Szenario III: Eine Transplantation steht an, eine Leberlebendspende. Millimetergenau markiert die Fachärztin den Bereich, der entnommen werden soll – genau so wenig, dass die Person, die spendet, möglichst schnell wieder auf den Beinen ist und so viel, dass das Organ in den neuen Körper passt bzw. optimal funktioniert. Bei all der Feinarbeit darf die Lebervene nicht beschädigt werden. „Ein aufwändiges ‚Malen-nach-Zahlen‘, das eine KI viel besser berechnen und erfassen kann. Innerhalb weniger Sekunden wertet sie zudem Bilder aus dem Computertomographen aus und liefert wichtige Hinweise zum geplanten Eingriff“, weiß Nensa. Auch das spart Zeit und menschliche Arbeitskraft.
Im IKIM gibt es etliche solcher Projekte, die medizinische Fragen beantworten helfen, etwa zum Mikrobiom oder zur Diagnose von schwarzem Hautkrebs. „Künstliche Intelligenz verändert die Medizin – wenn wir es zulassen – in einem positiven Sinn. Denn sie erkennt hochkomplexe Zusammenhänge und Muster leichter. Was dabei hilft, Behandlungen viel individueller und dadurch wirksamer zu machen“, fasst Nensa zusammen.
Relevant für fast alle medizinischen Disziplinen
Mit diesen Beispielen klärt sich die Eingangsfrage fast von allein. Denn im IKIM geht es nicht um „oder“, sondern um „und“. Es geht darum, medizinische Expertise und KI bestmöglich zu verknüpfen, Routinen zu verkürzen und damit mehr Raum für eine individuelle Medizin zu schaffen.
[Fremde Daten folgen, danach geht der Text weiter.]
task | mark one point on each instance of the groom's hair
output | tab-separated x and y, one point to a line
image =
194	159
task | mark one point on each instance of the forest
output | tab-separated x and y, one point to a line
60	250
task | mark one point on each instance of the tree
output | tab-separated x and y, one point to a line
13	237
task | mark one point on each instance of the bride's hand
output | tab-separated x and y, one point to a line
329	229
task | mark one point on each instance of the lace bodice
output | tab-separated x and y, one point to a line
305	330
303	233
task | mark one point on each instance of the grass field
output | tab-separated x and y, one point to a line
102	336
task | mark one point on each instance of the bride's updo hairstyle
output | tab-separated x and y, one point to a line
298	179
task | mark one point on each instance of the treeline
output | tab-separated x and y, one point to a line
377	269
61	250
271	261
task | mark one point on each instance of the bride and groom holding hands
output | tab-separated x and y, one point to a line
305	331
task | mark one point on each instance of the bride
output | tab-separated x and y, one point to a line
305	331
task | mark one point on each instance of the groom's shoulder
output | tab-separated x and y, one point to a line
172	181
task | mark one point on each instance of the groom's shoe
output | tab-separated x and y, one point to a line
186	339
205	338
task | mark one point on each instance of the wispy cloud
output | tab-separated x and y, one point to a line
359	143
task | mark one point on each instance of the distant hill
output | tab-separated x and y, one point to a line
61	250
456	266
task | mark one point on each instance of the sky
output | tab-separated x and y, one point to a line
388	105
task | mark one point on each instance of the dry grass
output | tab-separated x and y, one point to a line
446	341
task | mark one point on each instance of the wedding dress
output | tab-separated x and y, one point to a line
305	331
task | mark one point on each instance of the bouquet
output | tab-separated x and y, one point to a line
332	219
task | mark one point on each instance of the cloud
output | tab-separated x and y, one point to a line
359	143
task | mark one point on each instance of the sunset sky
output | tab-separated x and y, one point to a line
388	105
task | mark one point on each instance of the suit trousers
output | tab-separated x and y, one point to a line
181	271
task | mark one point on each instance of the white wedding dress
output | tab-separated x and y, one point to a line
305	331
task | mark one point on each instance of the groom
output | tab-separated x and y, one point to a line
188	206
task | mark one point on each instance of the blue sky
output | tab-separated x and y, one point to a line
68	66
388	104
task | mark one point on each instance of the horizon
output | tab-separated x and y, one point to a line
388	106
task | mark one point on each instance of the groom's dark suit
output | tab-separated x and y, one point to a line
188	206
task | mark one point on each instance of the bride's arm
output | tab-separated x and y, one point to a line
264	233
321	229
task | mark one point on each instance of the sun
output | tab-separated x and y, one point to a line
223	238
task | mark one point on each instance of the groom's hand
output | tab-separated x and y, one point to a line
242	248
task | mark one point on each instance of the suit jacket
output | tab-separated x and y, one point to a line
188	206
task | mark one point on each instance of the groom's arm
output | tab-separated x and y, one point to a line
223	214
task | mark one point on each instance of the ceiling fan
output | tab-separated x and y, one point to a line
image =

Ein weiterer Baustein: die Ausbildung. Informatik und Medizin wirken seit Längerem zusammen, die entsprechende Software muss deshalb auch das medizinische Personal von morgen kennen. „Sonst wird KI zum Rohrkrepierer“, so Professor Nensa. „Als Arzt sollte ich meinen Patient:innen gut erklären können, warum die Daten genau diese Operation nahelegen und nichts anderes.“
Welche Möglichkeiten bietet die Künstliche Intelligenz in der Medizin und wo sind ihre Grenzen? Das wird wissenschaftlich analysiert, weiterentwickelt und zügig für den Alltag nutzbar gemacht. Mit Neugier, Zuversicht und immer auch mit einer großen Portion Skepsis. „Wir übernehmen nicht einfach das, was die Algorithmen uns anzeigen, sondern hinterfragen grundsätzlich, ob das stimmig ist – und wo wir noch mehr von unserer Erfahrung einfließen lassen sollten“, betont Felix Nensa.
Institut für Künstliche Intelligenz in der Medizin (IKIM)
Gegründet im Februar 2020, ist das Institut deutschlandweit eines der ersten seiner Art. Es gehört zur Medizinischen Fakultät der Universität Duisburg-Essen und zur Universitätsmedizin Essen, sitzt im Essener Girardethaus und wächst stetig. Derzeit sind acht Professuren neu eingerichtet, drei davon bereits besetzt.
Es gibt ein DFG-finanziertes Graduiertenkolleg und fünf Nachwuchsgruppen. Rund 130 Personen arbeiten interdisziplinär zusammen; sie stammen aktuell aus 15 Ländern, von A wie Argentinien bis V wie Vietnam, und bringen viel Fachwissen mit – aus der Informatik, der Biochemie, der Mathematik, Jura u.v.m.